Arlington Fire Department Adding More LUCAS Devices to Help Save Cardiac Arrest Patients
By Haaris Ahmed, Office of Communication
Posted on July 12, 2022, July 12, 2022

For a cardiac arrest patient, every second without medical intervention matters. In an effort to help even more residents and visitors survive a heart attack, the Arlington Fire Department is putting technology to work by adding innovative machines, known as LUCAS devices, to their medical tool kits.

Arriving on the scene, firefighters may have many procedures to do, including assessing the patient’s status, securing an airway, starting IVs, discussing the use of a cardiac defibrillator, and most importantly, beginning chest compressions. Chest compressions can be exhaustive and require multiple providers switching out every two minutes to maintain a consistent beat. These essential compressions may need to be done on the move as well, while firefighters are transporting a patient through a house or into the back of an ambulance.

The LUCAS Device is the answer to the physical difficulties that come with compressions, Arlington fire officials say. The halo-shaped device wraps around the patient, where a battery-operated suction cup attaches to the patient’s chest and provides consistent chest compressions.
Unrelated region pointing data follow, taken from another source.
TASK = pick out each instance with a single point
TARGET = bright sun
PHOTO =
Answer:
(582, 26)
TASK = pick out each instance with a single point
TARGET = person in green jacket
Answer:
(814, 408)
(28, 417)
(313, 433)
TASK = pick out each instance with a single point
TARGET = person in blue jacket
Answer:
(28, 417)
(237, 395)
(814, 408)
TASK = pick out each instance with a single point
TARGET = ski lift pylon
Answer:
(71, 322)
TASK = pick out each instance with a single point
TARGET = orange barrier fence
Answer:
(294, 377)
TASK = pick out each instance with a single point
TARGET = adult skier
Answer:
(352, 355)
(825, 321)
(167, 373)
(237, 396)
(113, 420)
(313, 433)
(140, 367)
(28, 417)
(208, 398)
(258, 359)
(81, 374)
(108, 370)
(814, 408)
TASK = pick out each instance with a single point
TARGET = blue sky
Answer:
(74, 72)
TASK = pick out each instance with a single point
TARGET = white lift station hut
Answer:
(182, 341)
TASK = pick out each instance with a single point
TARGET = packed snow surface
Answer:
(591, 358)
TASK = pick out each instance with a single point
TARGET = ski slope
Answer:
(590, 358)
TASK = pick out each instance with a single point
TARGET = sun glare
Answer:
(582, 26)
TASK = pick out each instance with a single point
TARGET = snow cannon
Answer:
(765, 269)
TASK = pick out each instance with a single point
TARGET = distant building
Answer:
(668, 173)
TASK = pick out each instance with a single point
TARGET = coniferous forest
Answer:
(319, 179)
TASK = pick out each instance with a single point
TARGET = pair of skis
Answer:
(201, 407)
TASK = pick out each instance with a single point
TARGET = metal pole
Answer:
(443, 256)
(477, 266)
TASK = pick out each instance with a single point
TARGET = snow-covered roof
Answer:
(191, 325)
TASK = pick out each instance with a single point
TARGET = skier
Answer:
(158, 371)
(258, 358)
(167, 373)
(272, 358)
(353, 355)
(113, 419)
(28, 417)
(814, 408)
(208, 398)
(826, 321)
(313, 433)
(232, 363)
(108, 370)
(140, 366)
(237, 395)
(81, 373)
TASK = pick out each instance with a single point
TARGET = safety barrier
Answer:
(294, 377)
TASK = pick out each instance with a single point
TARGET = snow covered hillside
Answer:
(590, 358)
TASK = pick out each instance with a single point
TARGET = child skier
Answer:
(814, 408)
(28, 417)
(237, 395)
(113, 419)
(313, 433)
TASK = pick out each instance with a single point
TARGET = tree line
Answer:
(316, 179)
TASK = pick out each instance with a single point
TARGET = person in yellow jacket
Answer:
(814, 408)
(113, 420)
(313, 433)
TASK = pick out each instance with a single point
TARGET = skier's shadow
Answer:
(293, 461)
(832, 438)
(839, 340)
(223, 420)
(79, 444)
With various settings, it merely takes a press of a button from the operator to achieve the action, said EMS Lt. Jason Adams with the Arlington Fire Department.

“Continuous compressions are the key to keeping the body and vital organs perfuse. This increases the survival outcomes for our patients,” Adams said. “It does one hundred and two compressions a minute and it doesn't get tired. It never stops unless we hit stop. So, it is one of those very effective tools.”

The Arlington Fire Department began purchasing the devices in 2021, and although early in use, Lt. Adams said they are already helping to make a difference. Last year, the Fire Department saw a record of 51 cardiac arrest survivors. With contributions of funds from the CARES Act, the Fire Department expects to have 37 of these devices located throughout Arlington by the end of this summer.

“We have put them in service all across the city. Every fire district has one right now and each stadium has its own LUCAS device,” Lt. Adams said. “Every fire apparatus will have one hopefully within the next month or two.”

Click here to view the Arlington Fire Department’s FY 2021 Annual Report to learn more about cardiac arrest saves and other department news.

Lt. Adams said the devices improve safety for first responders as well, allowing them to remain seated with seatbelts during patient transport.

The Lund University Cardiopulmonary Assist System (LUCAS) device was first developed at the end of the 1990’s in Sweden to better improve the efficacy of chest compressions. The device has been reported with an >99% operational reliability and a median 7-second when transitioning from manual to LUCAS mechanical chest compressions.

Arlington Fire Lt. Jason Adams demonstrates how a LUCAS device works.